TCLab with Reinforcement Learning

This page demonstrates a Reinforcement Learning (RL) approach for controlling the Temperature Control Lab (TCLab) using a Deep Deterministic Policy Gradient (DDPG) algorithm in PyTorch. The RL agent learns to adjust the heater power to maintain a desired temperature setpoint.

TCLab Environment

The TCLab is an Arduino-based temperature control system with:

Two heaters
Two temperature sensors
Python / MATLAB / Simulink interface

The RL agent learns to control heater power to maintain a temperature set point.

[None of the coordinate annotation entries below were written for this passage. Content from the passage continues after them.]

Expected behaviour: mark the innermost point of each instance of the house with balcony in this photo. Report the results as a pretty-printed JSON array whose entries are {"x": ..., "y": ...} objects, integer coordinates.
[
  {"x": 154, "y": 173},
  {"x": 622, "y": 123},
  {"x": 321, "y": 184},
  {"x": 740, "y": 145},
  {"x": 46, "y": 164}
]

Gymnasium Custom Environment

Define a custom Gymnasium environment to interface with TCLab. This class defines the interface between the TCLab (Temperature Control Lab) hardware and Python through a Gymnasium custom environment. The environment allows the RL agent to interact with heaters and sensors, apply actions, and receive temperature readings.

import gymnasium as gym
import numpy as np
import torch
import tclab

class TCLabEnv(gym.Env):
def __init__(self, setpoint=50):
super(TCLabEnv, self).__init__()
self.lab = tclab.TCLabModel() # Connect to TCLab hardware with TCLab()
self.setpoint = setpoint
self.action_space = gym.spaces.Box(low=np.array([0]), high=np.array([100]), dtype=np.float32)
self.observation_space = gym.spaces.Box(low=np.array([0]), high=np.array([100]), dtype=np.float32)

def reset(self):
self.lab.Q1(0) # Turn off heater
self.lab.Q2(0)
return np.array([self.lab.T1]), {}

def step(self, action):
self.lab.Q1(action[0]) # Apply action
self.lab.Q2(action[0])
temperature = self.lab.T1 # Read temperature
reward = -abs(temperature - self.setpoint) # Reward: minimize error
done = False # No terminal state in continuous control
return np.array([temperature]), reward, done, False, {}

def close(self):
self.lab.Q1(0)
self.lab.Q2(0)
self.lab.close()

[$[Get Code]]

Actor-Critic Networks (PyTorch)

Define the Actor and Critic neural networks. This code creates two neural network classes using PyTorch:

Actor: Determines the control action (heater power level) based on the current temperature.
Critic: Evaluates the quality of actions by estimating the expected future rewards from a given state-action pair.

import torch.nn as nn
import torch.optim as optim

class Actor(nn.Module):
def __init__(self, state_dim, action_dim, max_action):
super(Actor, self).__init__()
self.net = nn.Sequential(
nn.Linear(state_dim, 128), nn.ReLU(),
nn.Linear(128, 128), nn.ReLU(),
nn.Linear(128, action_dim),
nn.Sigmoid() # Output between 0 and 1
)
self.max_action = max_action

def forward(self, state):
return self.max_action * self.net(state)

class Critic(nn.Module):
def __init__(self, state_dim, action_dim):
super(Critic, self).__init__()
self.net = nn.Sequential(
nn.Linear(state_dim + action_dim, 128), nn.ReLU(),
nn.Linear(128, 128), nn.ReLU(),
nn.Linear(128, 1)
)

def forward(self, state, action):
if action.dim() == 1: # If action is 1D, reshape it to (batch_size, action_dim)
action = action.unsqueeze(1)
return self.net(torch.cat([state, action], dim=1))

[$[Get Code]]

Replay Buffer

Implements a memory buffer to store experience tuples (state, action, reward, next state, done). The replay buffer randomly samples batches of experiences for stable training of the neural networks.

import random
from collections import deque

class ReplayBuffer:
def __init__(self, capacity=10000):
self.buffer = deque(maxlen=capacity)

def add(self, state, action, reward, next_state, done):
self.buffer.append((state, action, reward, next_state, done))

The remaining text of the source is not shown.